For your design, calculate the dimension of the channel width W for the drivers and respective dimensions of W and L for C and R_{L}. To assist you with the calculation, you can select appropriate value for the output voltage V_{o}, which corresponds to the logic 0 condition, assuming a logic 1 input to be equal to V_{DD} = 5 V. Note the value of Vo needs to be lower than V_{T} of the driver B in order to ensure that the transistor remains off at logic 0. The value depends on the ratio of the resistances between the driver and load for each inverter. Also for the implanted resistor R_{L}, you can assume a sheet resistance of 150Ω/square, where each square is defined by minimum feature size.

Note for the layouts you must take account the alignment accuracy λ_{a}, which can also be assumed to be equal to the minimum feature size. For your calculation, you can assume the following values for the parameters:

i. Minimum feature size λ_{m} = 0.5 μm

ii. Supply voltage V_{DD} = 5V (Logic 1 input)

iii. Threshold voltage V_{T} = 0.3 V

iv. Sheet resistance 150 Ω/square

v. Device constant is given as,

β = (μC_{o})W/L = (β_{o})W/L where β_{o} = 1.8 x10^{-4} AV^{-2}

**Useful hints:**

1. If driver A is on and V_{o},' is small then the current through A can be approximated as,

I_{D }= β_{A}[(V_{in} - V_{T})V_{o}' - V_{o}'^{2}] ≈ β_{A}[V_{in} - V_{T})]

With the aid of this current expression and Ohms law, the value of the resistances for driver A and load C can be determined. The aspect ratio of the load C can be obtained using the saturation current (note this load always operates in saturation regime) as,

I_{D} = β_{c}/2(V_{DD }- V_{T})^{2}.

2. The resistance values for the two loads are the same i.e. R_{c} = R_{L}. To determine their dimensions i.e. L and W, of the implanted resistor R_{L}. use the given the sheet resistance and consequently calculate the number of squares required. For C, determine the value of W and L accordingly. Note this W/L is not the same as W/L for A or B.

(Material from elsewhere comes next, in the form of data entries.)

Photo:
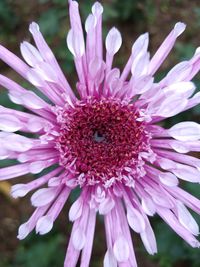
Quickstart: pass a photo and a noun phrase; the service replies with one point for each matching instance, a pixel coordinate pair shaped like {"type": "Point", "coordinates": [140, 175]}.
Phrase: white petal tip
{"type": "Point", "coordinates": [44, 225]}
{"type": "Point", "coordinates": [34, 27]}
{"type": "Point", "coordinates": [179, 28]}
{"type": "Point", "coordinates": [97, 8]}
{"type": "Point", "coordinates": [23, 231]}
{"type": "Point", "coordinates": [113, 41]}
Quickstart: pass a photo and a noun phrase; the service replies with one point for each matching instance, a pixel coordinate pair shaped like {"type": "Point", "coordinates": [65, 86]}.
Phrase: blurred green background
{"type": "Point", "coordinates": [132, 17]}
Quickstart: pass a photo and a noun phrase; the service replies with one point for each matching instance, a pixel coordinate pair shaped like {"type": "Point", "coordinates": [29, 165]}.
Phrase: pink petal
{"type": "Point", "coordinates": [78, 239]}
{"type": "Point", "coordinates": [43, 196]}
{"type": "Point", "coordinates": [121, 249]}
{"type": "Point", "coordinates": [185, 131]}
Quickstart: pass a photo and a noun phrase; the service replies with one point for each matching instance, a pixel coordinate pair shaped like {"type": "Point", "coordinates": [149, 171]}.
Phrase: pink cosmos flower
{"type": "Point", "coordinates": [105, 140]}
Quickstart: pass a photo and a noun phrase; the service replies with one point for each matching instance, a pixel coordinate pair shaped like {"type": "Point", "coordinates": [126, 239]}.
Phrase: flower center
{"type": "Point", "coordinates": [102, 138]}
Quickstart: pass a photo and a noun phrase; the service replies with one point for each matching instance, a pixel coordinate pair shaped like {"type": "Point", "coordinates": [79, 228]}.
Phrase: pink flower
{"type": "Point", "coordinates": [105, 140]}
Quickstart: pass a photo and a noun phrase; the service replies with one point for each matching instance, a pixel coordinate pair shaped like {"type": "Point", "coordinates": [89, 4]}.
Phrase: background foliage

For the Report: Give a brief description of the circuit operation in Figure 1. Include all your calculations and reasons for the assumptions made. Represent all respective individual and overall design layouts in scaled graph paper, in terms of minimum feature size. Use different shading to indicate the different regions and include the alignment errors between respective layouts.